Die Vorschriften über Strafverfahren gegen Kinder und junge Menschen sind im Präsidialdekret Nr. 448 vom 22. September 1988 geregelt, das im Allgemeinen ein für den Verdächtigten/Beschuldigten bzw. Angeklagten günstigeres System vorsieht, und zwar sowohl im Ermittlungs- als auch im Gerichtsverfahren.

vii) Welche besonderen Verfahrensgarantien gelten für schutzbedürftige Verdächtige?

In der Regel gelten die allgemeinen Regeln zum Schutz der betreffenden Rechte des Einzelnen.

D. Welche gesetzlichen Fristen gelten während des Ermittlungsverfahrens?

Im Allgemeinen muss die Staatsanwaltschaft, wenn sie nicht die Einstellung des Verfahrens beantragt, innerhalb von sechs Monaten ab dem Zeitpunkt Anklage erheben, an dem der Name der Person, der die Straftat zur Last gelegt wird, in das Register der Nachrichten über Straftaten (registro delle notizie di reato) eingetragen wurde. Bei den in Artikel 407 Absatz 2 Buchstabe a der Strafprozessordnung genannten Straftaten (organisierte Kriminalität, Terrorismus, Straftaten im Zusammenhang mit Feuerwaffen oder Drogen und sonstige schwere Straftaten) verlängert sich diese Frist auf ein Jahr. In jedem Fall kann die Staatsanwaltschaft vor Ablauf der Frist den für das Ermittlungsverfahren zuständigen Richter in begründeten Fällen um eine Verlängerung der oben genannten Frist ersuchen; grundsätzlich kann die Staatsanwaltschaft weitere Verlängerungen beantragen, wenn es sich um besonders komplexe Ermittlungen handelt oder wenn es objektiv unmöglich ist, die Ermittlungen innerhalb der verlängerten Frist abzuschließen; eine etwaige Verlängerung kann von dem für das Ermittlungsverfahren zuständigen Richter für einen Zeitraum von höchstens sechs Monaten genehmigt werden. Grundsätzlich darf die Dauer des Ermittlungsverfahrens, auch unter Berücksichtigung etwaiger Verlängerungen, nicht mehr als 18 Monate betragen. Wenn ein Ermittlungsverfahren in Art. 407 Absatz 2 Buchstabe a genannte Straftaten oder andere begrenzte, gesetzlich festgelegte Sonderfälle zum Gegenstand hat, beträgt die Höchstdauer jedoch zwei Jahre.

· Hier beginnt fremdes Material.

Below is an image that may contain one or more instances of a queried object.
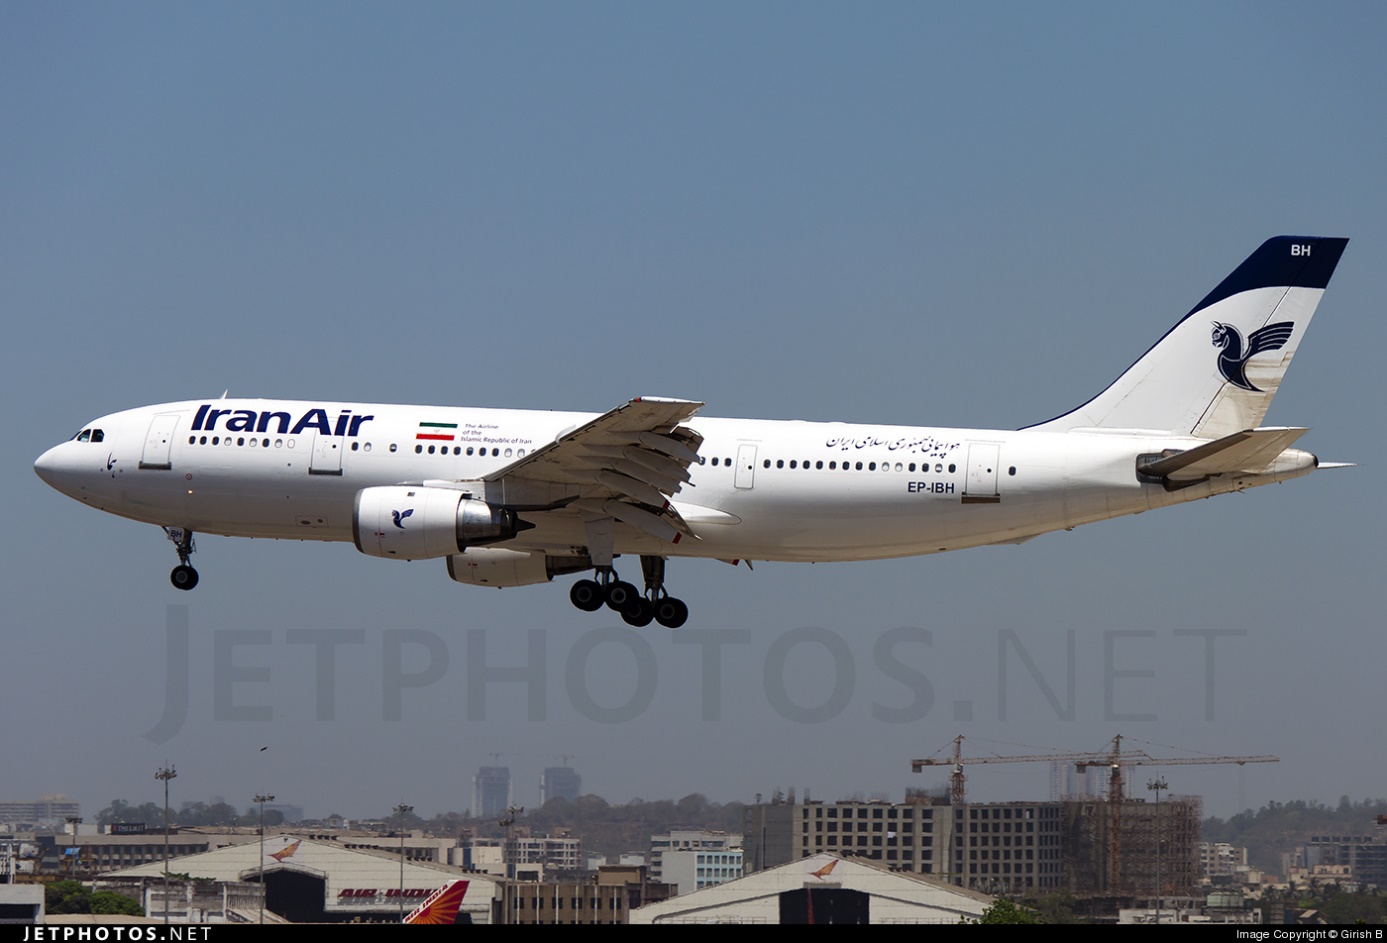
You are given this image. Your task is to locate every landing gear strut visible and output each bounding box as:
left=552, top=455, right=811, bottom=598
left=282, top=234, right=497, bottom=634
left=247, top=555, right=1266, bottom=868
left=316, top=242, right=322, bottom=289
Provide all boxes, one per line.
left=165, top=526, right=199, bottom=591
left=568, top=557, right=687, bottom=628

E. Welche vorgerichtlichen Verfahrensschritte gibt es, einschließlich Alternativen zur Untersuchungshaft und Möglichkeiten der Überstellung in den Herkunftsstaat (Europäische Überwachungsanordnung)?

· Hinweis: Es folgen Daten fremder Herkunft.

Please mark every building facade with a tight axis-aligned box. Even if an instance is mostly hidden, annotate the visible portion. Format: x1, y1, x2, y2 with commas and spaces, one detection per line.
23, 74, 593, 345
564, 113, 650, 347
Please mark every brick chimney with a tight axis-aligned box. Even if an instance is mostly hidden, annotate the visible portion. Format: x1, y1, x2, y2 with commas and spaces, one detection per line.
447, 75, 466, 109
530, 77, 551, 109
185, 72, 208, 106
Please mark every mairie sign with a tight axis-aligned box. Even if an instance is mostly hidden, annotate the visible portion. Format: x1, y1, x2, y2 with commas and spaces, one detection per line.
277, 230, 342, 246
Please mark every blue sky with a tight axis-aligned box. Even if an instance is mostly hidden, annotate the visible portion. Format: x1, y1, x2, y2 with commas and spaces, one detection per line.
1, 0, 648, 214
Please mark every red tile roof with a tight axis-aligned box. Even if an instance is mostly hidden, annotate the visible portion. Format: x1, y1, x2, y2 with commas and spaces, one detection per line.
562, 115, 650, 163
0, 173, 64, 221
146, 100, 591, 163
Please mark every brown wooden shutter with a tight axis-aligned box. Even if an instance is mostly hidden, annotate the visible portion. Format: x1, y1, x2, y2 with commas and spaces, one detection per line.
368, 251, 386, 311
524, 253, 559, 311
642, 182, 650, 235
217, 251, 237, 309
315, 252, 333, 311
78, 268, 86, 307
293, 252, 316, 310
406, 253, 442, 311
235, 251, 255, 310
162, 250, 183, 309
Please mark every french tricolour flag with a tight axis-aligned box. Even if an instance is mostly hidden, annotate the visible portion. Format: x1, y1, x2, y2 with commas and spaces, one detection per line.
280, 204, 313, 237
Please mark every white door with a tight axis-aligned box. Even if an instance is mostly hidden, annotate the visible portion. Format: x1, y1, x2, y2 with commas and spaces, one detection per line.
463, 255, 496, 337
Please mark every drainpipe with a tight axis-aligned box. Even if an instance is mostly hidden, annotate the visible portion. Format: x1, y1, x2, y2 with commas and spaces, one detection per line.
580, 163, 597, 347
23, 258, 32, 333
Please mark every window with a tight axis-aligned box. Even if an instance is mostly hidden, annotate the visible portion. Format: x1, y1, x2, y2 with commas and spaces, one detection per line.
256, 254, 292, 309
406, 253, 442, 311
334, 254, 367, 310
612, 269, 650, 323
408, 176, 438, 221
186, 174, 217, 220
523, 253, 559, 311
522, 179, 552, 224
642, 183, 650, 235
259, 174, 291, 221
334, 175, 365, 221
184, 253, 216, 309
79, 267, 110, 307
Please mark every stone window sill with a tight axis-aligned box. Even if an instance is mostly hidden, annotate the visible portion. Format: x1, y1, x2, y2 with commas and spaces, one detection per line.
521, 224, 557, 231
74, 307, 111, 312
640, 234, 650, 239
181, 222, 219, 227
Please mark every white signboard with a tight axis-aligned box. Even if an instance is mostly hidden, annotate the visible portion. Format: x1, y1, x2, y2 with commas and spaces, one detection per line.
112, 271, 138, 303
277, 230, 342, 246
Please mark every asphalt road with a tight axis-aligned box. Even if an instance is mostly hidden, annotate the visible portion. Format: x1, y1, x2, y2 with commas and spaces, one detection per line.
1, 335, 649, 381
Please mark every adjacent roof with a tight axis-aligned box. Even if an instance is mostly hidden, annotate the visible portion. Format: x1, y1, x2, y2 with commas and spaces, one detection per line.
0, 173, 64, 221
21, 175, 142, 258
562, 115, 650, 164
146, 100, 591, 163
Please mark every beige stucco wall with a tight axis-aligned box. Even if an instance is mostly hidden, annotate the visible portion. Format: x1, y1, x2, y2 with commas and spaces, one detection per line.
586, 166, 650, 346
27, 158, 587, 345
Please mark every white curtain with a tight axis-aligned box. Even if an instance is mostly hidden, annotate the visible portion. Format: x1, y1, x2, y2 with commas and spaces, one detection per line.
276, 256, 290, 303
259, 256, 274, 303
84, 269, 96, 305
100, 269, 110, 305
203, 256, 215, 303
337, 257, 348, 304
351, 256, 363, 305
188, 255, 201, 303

Neben der Untersuchungshaft können folgende persönliche Überwachungsmaßnahmen verhängt werden: Ausreiseverbot, Meldepflicht bei der Kriminalpolizei, Verweisung aus der Familienwohnung, Näherungsverbot, Verbot bzw. Verpflichtung, sich an einer bestimmten Adresse aufzuhalten, Hausarrest, Untersuchungshaft in Einrichtungen mit erleichterten Haftbedingungen für Mütter, Untersuchungshaft in einer medizinischen Einrichtung.